Felsefeyi herkesin ilgi alanı haline getirmek
Gördüğümüz gibi, uzun vadeli akıl yürütme mantığa aykırı sonuçlara yol açabilir. Bazı eleştirmenler rasyonel seçim ve “optimizasyondan” tamamen kaçınarak buna yanıt verirler. Ama bu bize ne kazandırır?
Daha akıllıca bir tepki, mevcut bir tercihi nasıl değerlendirdiğimizin temelinde yatan ahlaki ve ampirik varsayımların kombinasyonu üzerine düşünmektir. Ve bu varsayımlarda yapılacak değişikliklerin en uygun kararı nasıl etkileyeceğini düşünmektir.
Filozoflar aşırı varsayımsal senaryolarla uğraşmaya alışkındır. Bunlara verdiğimiz tepkiler, normalde gizlenen değerleri açığa çıkarabilir.
Uzun vadecilik yaklaşımı, gelecekteki olağanüstü tehditleri gerçek olasılıklar olarak masaya yatırarak bu tür bir felsefi düşünceyi herkesin görevi hâline getirmektedir.

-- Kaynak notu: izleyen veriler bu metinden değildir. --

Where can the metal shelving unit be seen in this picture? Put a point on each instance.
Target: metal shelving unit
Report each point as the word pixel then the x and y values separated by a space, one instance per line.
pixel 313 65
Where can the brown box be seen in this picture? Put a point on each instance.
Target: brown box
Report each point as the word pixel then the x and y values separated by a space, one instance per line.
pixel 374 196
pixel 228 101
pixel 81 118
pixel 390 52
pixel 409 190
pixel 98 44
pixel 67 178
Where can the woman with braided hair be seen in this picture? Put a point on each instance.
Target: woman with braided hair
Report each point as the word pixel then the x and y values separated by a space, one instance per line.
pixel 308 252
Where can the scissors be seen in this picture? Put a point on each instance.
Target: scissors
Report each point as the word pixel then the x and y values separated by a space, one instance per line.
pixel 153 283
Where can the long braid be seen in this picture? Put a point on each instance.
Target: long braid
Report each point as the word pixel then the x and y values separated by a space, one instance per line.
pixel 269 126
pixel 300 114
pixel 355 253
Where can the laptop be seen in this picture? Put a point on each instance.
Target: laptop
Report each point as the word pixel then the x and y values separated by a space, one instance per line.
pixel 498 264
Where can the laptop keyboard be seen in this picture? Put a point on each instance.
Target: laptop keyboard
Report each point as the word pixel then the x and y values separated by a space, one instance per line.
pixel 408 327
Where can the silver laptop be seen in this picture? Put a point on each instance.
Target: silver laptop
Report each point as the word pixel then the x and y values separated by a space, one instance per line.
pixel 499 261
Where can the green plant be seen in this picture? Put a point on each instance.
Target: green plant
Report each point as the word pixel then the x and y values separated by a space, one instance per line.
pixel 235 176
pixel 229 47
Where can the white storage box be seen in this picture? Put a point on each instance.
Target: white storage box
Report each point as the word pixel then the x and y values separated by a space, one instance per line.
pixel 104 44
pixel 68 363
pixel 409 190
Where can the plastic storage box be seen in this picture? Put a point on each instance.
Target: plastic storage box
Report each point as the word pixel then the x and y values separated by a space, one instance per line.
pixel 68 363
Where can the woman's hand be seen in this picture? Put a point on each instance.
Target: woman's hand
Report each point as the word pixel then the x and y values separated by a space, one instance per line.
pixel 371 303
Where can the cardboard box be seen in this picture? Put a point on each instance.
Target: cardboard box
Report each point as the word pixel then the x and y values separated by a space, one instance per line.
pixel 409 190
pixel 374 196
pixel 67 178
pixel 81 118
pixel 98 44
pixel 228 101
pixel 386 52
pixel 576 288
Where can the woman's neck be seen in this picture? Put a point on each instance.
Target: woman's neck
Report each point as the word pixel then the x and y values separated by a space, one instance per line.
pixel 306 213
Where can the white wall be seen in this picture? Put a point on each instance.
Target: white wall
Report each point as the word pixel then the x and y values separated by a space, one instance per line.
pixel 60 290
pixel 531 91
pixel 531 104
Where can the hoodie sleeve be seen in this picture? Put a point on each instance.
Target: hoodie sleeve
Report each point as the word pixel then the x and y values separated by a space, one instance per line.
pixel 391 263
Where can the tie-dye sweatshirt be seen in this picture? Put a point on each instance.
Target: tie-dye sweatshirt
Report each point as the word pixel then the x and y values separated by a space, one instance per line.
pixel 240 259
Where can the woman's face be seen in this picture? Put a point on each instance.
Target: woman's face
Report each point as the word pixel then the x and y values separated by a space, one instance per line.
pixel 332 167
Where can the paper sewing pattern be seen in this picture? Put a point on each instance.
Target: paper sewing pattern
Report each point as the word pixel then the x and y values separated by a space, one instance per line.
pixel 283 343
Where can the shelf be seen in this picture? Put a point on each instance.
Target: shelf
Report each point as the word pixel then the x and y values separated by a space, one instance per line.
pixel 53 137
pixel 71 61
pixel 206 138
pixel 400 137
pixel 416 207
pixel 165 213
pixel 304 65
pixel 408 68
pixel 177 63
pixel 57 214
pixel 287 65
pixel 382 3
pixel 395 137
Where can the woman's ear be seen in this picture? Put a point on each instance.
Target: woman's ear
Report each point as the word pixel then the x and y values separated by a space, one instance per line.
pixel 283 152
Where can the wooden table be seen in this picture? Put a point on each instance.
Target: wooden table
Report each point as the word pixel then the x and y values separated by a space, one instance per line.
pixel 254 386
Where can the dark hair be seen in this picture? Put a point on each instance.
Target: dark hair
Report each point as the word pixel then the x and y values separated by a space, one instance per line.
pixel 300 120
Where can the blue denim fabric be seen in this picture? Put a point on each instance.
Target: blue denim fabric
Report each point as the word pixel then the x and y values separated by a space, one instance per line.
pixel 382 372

Ancak neyin mümkün olduğu ve daha net düşünmeye sevk ettiği ile sonuçta neyin gerçek seçimlerimizle ilgili olduğu arasında büyük bir boşluk var. Böyle bir sıçramayı daha fazla sorgulayıp sorgulamamamız gerektiği bile karmaşık ve kısmen ampirik bir sorudur.
İnsanlık zaten iklim değişikliği ve kitlesel biyoçeşitlilik kaybı gibi oldukça iyi bildiğimiz birçok tehditle karşı karşıya. Ve bu tehditlere tepki verirken zaman bizden taraf değil.

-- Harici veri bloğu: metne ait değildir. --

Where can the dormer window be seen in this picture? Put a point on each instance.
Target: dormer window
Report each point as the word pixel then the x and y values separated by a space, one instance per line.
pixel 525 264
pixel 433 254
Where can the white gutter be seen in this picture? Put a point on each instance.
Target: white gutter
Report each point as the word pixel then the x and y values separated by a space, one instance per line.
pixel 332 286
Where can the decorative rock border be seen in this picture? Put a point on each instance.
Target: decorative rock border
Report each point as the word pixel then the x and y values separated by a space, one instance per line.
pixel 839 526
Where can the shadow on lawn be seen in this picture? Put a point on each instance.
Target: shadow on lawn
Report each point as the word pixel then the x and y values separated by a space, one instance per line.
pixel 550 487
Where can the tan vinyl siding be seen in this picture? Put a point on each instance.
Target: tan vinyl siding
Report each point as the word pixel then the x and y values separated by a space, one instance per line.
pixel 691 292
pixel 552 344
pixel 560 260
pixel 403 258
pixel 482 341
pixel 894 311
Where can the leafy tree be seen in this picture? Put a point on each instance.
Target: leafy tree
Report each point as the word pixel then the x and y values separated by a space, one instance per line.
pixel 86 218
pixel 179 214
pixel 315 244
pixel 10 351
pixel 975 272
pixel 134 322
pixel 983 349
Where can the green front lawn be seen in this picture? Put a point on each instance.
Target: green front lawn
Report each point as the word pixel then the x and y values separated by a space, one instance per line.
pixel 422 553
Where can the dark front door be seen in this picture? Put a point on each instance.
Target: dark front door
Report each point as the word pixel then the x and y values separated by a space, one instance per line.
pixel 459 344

Bu makale Sosyolog Ömer Yıldırım tarafından www.felsefe.gen.tr için, Katie Steele’nin “Longtermism – why the million-year philosophy can’t be ignored” isimli makalesinden Türkçeye çevrilip derlenerek hazırlanmıştır. Alıntılanması durumunda kaynak gösterilmesi, ahlaklıca olanıdır.